(2014.02.12 update Added about reinstallation of Boost and installation of PIL) (Updated on February 19, 2014 Added structural formula drawing using Cairo) (Updated on March 11, 2014) Updated structural formula drawing using Cairo)
As a tool for cheminformatics OpenBabel (C ++) and CDK (Java) are famous as open source, RDKit can be used in Python, so you only need to write a relatively simple script It is convenient because you can draw, search, and analyze chemical structural formulas.
When using Homebrew Python, don't forget to put it in your PATH with .bash_profile etc.
If NumPy is not included, enter it.
pip install numpy
Volunteer Homebrew formura is open to the public, so tap it and install it. https://github.com/edc/homebrew-rdkit
brew tap edc/homebrew-rdkit
brew install rdkit
Dependent modules cmake, wget, swig, boost, and rdkit are installed. It takes some time to install boost and rdkit.

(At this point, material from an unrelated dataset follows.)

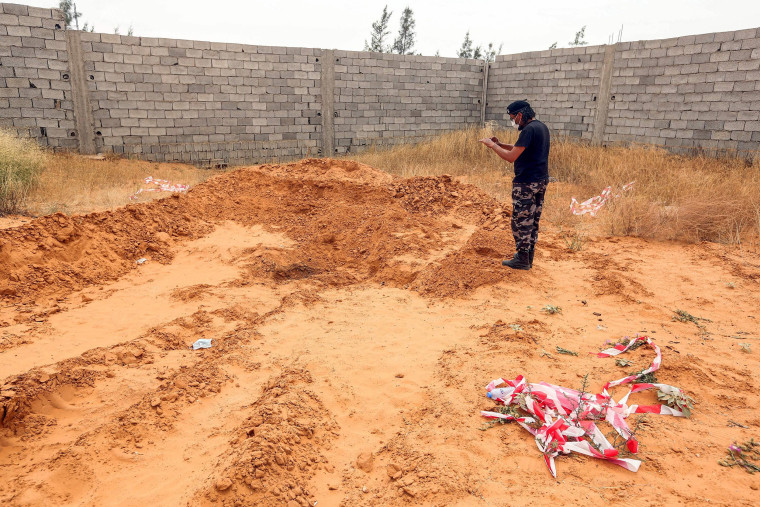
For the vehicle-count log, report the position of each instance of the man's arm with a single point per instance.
(510, 155)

If you are using Homebrew Python, you will get a Fatal Python error due to Boost. Build Boost from source and reinstall it with the following command.
brew uninstall boost
brew install boost --build-from-source
From the command line from rdkit import Chem If you can, the installation is successful.
PIL is required to display structural formula images.
pip install pillow
For example, the following code draws a chemical structural formula from SMILES and outputs it as PNG.
rdkittest.py
from rdkit import Chem
from rdkit.Chem import Draw
from rdkit.Chem import rdDepictor
mol = Chem.MolFromSmiles('CCC(CC)O[C@@H]1C=C(C[C@@H]([C@H]1NC(=O)C)[NH3+])C(=O)OCC')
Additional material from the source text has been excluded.